OpenCL being slower than OpenGL

After cannibalizing on SpriteShootoutCL and the sum example I finally have something that is starting to resemble my particle engine again. I’ve got my CL commands sorted out, and rendering is working fine. The code is obviously a lot cleaner and shorter than my earlier GPU particles test, which used textures to store particle data and then draw them. The next logical step was obviously to use OpenCL instead of a fragment shader to update my particles, and that also allowed me to just store them in a VBO and just process the data with OpenCL. Sadly, my OpenCL knowledge is a little bit… well, terrible, so I must be doing something wrong, because I get terrible performance.

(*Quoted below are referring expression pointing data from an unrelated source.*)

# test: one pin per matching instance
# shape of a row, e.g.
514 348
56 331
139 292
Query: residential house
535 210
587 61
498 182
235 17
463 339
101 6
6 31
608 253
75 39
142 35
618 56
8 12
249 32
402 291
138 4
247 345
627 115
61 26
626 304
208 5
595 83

In my OpenGL particle simulation I keep the particle data in 3 textures, one RGBA 32-bit float texture for position and velocity, one RGBA8 texture for color and one RG16 texture for life. This runs at 65 FPS with 2 million particles, with several thousand particles being created every second. My OpenCL version, however, can manage 62 FPS for just moving around particles on the screen, but this is without any data for color or life. Just keeping and copying that data drops performance to 54 FPS. This is even without any commands to create new particles too!

This is the OpenCL program source:

typedef struct Particle {
    float2 pos;
    float2 vel;
    ushort4 colorLife;
    
} Particle;

kernel void update(const int width, const int height, const float gravity, const float airResistance, global const struct Particle* input, global struct Particle* output){
    unsigned int i = get_global_id(0);
    
    Particle p = input[i];
    
    p.pos += p.vel;
    
    if(p.pos.x < 0 && p.vel.x < 0){
        p.vel.x = -p.vel.x;
    }
   
    if(p.pos.y < 0 && p.vel.y < 0){
        p.vel.y = -p.vel.y;
    }
   
    if(p.pos.x >= width && p.vel.x > 0){
        p.vel.x = -p.vel.x;
    }
   
    if(p.pos.y >= height && p.vel.y > 0){
        p.vel.y = -p.vel.y;
    }
    
    output[i] = p;
}

The amount of data copied (24 bytes per particle -> ~46MBs) seems to be the bottleneck, since the actual logic can be commented away without any increase in performance.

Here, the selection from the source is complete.